ラットを用いたフランスでの研究に対する、モンサント・カンパニーのコメント

今週初め、フランスの大学研究チームによる研究結果が、科学誌「Food and Chemical Toxicology」に掲載され、その中で著者らは、遺伝子組み換えトウモロコシを給餌した試験ラットに健康上の悪影響が見付かった、と主張しました。

モンサント・カンパニーはこの研究結果を精査しました。その結果として、以下の通りモンサント・カンパニーのコメントを発表します。

本試験結果はこの種の科学的な研究において、必要とされる基準に達しておらず、また、所見はデータによって裏付けられておらず、導かれた結論は安全性評価の目的にかなったものではありません。
毒性学、公衆衛生学の専門家達は、本試験の試験設計に基本的な問題点を見出しています。本試験がどの様に実施されたかを示す決定的な情報が明らかになっておらず、公表されたデータは著者の示す解釈を裏付けていません。主な欠陥としては以下が挙げられます。

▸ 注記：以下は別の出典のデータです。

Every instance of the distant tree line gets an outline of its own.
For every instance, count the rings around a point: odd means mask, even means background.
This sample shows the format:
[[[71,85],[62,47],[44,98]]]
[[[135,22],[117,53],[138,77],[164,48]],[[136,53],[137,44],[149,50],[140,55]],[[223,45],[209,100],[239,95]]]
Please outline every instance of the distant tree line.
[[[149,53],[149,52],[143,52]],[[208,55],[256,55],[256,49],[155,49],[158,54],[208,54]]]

  • 本試験の試験設計はOECD基準を満たしていない
  • 本試験に用いたトウモロコシの出所、品質が不明確である
  • 飼料調製、飼料摂取量に関する情報がない
  • 肝臓及び腎臓の病理組織学、肝機能試験、シトクロム活性に関する主張に関連したデータが、欠落している
  • 死亡率、腫瘍発生のエンドポイントにおける統計学的解析が欠けている
  • 雌雄の試験動物で異なる手法を用いるなど、今回示されたデータは極めてばらばらであり、導かれた結論を裏付けるデータとして十分ではない
  • 試験全体を通じ、用量相関関係を示していない

遺伝子組換えトウモロコシに関連して報告された結果には、信用できるメカニズムが欠けており、これまで広範に行われた数多くの科学的研究、調査結果と一致していません。これまで広範に行われてきた動物試験、In vitro試験のデータは、グリホサートが癌、腫瘍、内分泌攪乱作用を引き起こさない事を示しています。本試験は、グリホサートやラウンドアップ除草剤のこれまでに行われた広範な安全性評価に疑問を投げかける、いかなる情報をも示していません。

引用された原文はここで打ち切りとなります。